IBGE: Varejo cresce 1,8%. Informática atinge 24,8% em março

O Comércio Varejista do País volta a registrar alta, neste terceiro mês de 2008, assinalando taxas de 1,8% no volume de vendas e de 2,3% na receita nominal, ambas as variações com relação ao mês anterior.

Nas demais comparações, obtidas das séries originais (sem ajuste), o varejo nacional obteve, em termos de volume de vendas, acréscimos da ordem de 11,4% sobre março do ano anterior e de 12,0% e 10,2% nos acumulados do primeiro trimestre e dos últimos 12 meses, respectivamente.

Em março, em sete das dez atividades pesquisadas houve altas no volume de vendas.

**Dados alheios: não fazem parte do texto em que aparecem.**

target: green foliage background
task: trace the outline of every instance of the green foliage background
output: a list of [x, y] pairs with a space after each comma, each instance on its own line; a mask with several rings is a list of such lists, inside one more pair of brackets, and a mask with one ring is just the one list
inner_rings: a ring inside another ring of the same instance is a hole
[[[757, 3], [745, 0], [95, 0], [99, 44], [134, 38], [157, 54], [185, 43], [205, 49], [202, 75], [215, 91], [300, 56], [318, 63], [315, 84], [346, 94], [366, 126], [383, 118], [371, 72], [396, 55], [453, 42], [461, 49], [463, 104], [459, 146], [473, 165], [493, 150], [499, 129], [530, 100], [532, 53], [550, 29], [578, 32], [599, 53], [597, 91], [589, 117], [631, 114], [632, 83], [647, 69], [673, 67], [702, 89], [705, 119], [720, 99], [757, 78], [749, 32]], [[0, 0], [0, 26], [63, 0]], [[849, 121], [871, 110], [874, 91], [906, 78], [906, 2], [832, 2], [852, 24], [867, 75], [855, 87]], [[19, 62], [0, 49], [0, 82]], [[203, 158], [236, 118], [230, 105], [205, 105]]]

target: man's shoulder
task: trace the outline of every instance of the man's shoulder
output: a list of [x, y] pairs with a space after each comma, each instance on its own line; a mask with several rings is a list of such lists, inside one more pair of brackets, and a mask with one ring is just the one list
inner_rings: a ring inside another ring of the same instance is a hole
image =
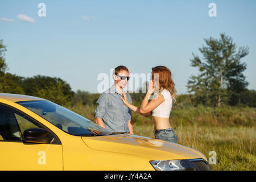
[[131, 95], [130, 95], [129, 93], [127, 93], [127, 92], [125, 93], [125, 94], [126, 95], [127, 98], [129, 100], [130, 100], [130, 101], [131, 101]]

Em ordem de magnitude, os resultados foram: Tecidos, vestuário e calçados (6,1%); Hipermercados, supermercados, produtos alimentícios, bebidas e fumo (3,3%); Combustíveis e lubrificantes (1,7%); Móveis e eletrodomésticos (1,6%); Artigos farmacêuticos, médicos, ortopédicos, de perfumaria e cosméticos (1,4%); Material de construção (1,2%); Veículos e motos, partes e peças (0,2%); Livros, jornais, revistas e papelaria (-1,3%); Outros artigos de uso pessoal e doméstico (-2,1%) e Equipamentos e material para escritório, informática e comunicação (-5,6%).

Em relação a março de 2007 (série sem ajuste), houve altas no volume de vendas de todas as atividades do varejo cujas taxas, por ordem de importância no resultado global, foram: Hipermercados, supermercados, produtos alimentícios, bebidas e fumo(9,7%); Móveis e eletrodomésticos (14,3%); Outros artigos de uso pessoal e doméstico (23,7%); Tecidos, vestuário e calçados(11,9%); Combustíveis e lubrificantes (5,5%); Artigos farmacêuticos, médicos, ortopédicos, de perfumaria e cosméticos (9,6%);Equipamentos e material para escritório, informática e comunicação (24,8%) e Livros, jornais, revistas e papelaria (7,1%).

O segmento de Equipamentos e materiais para escritório, informática e comunicação ,obteve acréscimo no volume de vendas, em março, da ordem de 24,8% sobre igual mês do ano passado e taxa acumulada no ano foi de 29,2% e nos últimos 12 meses de 31,3%. Trata-se da atividade com o maior patamar de crescimento este mês.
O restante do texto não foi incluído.